My work was not easy. Each poem seemed more wretched, odious and vile than the last. Kudos to all who entered. And yet there were those that stood out for their remarkable waste of paper and ink. The insipid “Going to My Happy Place” is enough to make one believe that Jewel is an heir to Wordsworth. I found “Impatient” a foul exercise in pseudo-existentialist naval-gazing. “Purina, Purina” takes pointlessness to a Hegelian extreme with six pages of trite verse extolling the joys of pet food. Ironically, this poem (for want of a better word) most closely matches MacHamish’s epic tripe and would have taken first if only it did not “borrow” the meter from Zimmerman’s “Corinna, Corinna.” A truly awful poem is original.
(Short Fiction, Flash Fiction)
Ed McClanahan is the author of the novel “The Natural Man”; “Famous People I Have Known,” a serio-comic autobiography; a collection of three novellas titled “A Congress of Wonders”; and other books.

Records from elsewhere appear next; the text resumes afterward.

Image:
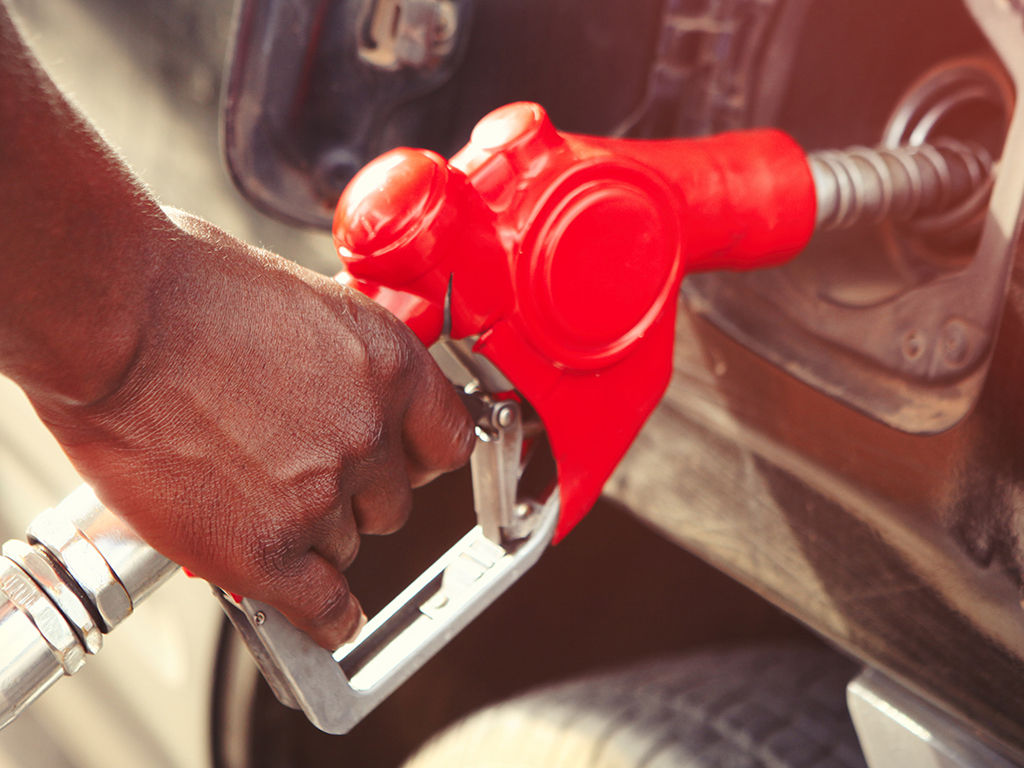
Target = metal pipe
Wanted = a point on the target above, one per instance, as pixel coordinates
(932, 186)
(83, 570)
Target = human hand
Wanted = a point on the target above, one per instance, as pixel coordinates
(268, 418)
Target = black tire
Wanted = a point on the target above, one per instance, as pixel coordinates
(769, 708)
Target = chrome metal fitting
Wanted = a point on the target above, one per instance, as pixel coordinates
(50, 625)
(34, 561)
(67, 544)
(137, 566)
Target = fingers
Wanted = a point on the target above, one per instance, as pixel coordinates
(437, 431)
(316, 599)
(382, 506)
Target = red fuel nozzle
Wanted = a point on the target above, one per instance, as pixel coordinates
(565, 254)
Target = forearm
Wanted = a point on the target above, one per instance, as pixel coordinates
(76, 241)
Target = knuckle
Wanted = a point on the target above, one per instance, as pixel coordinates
(276, 556)
(328, 606)
(393, 518)
(369, 440)
(347, 552)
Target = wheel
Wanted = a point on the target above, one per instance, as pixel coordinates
(767, 707)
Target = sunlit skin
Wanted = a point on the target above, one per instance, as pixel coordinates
(250, 418)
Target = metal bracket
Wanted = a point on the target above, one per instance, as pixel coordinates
(337, 690)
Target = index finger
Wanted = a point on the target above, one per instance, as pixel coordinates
(437, 431)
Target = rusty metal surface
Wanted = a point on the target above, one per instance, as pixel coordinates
(900, 548)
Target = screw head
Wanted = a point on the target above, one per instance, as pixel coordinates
(913, 345)
(506, 416)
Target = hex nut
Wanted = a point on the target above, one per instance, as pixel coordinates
(71, 548)
(52, 627)
(37, 564)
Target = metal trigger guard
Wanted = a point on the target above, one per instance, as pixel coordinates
(337, 690)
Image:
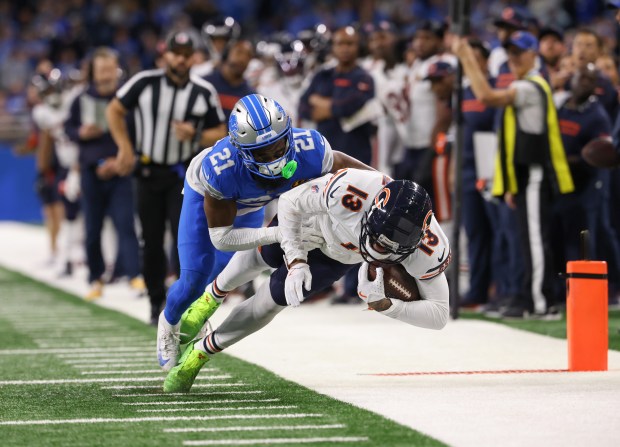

His fiction and non-fiction have appeared in Esquire, Playboy and many other magazines. He has taught English and creative writing at a number of universities, including Stanford University, the University of Montana and the University of Kentucky. He lives in Lexington.
On Literary LEO: Judging a fiction contest is a risky proposition, sorta like judging a Cute Kid contest: If there are 100 entries, you make two new friends — the parents of the winner, and 198 sworn enemies — folks who are convinced that you’ve dissed not just them and their progeny but, in this case, their entire literary gene pool. That’s why I decided not to single out any Honorable Mentions in the LEO fiction contests. This way, see, I can claim that every single contestant who didn’t win deserves, at least, an Honorable Mention. This should improve, marginally, my chances of survival, and has the added virtue of being absolutely true besides.
(Traditional and Nontraditional Photography)
Michael Morris is a graphic designer and photographer living and working in Louisville.
On Literary LEO: Judging a photography contest is much like being asked to pick the best-looking child at a family reunion. Every child has his or her own endearing traits, and choosing one among many is a purely subjective endeavor.
The images I chose may not necessarily been the best photographs entered in the contest, but they were the photographs that stood out to me personally. I hope everyone enjoys the winning entries and is inspired to continue shooting and enter again next year.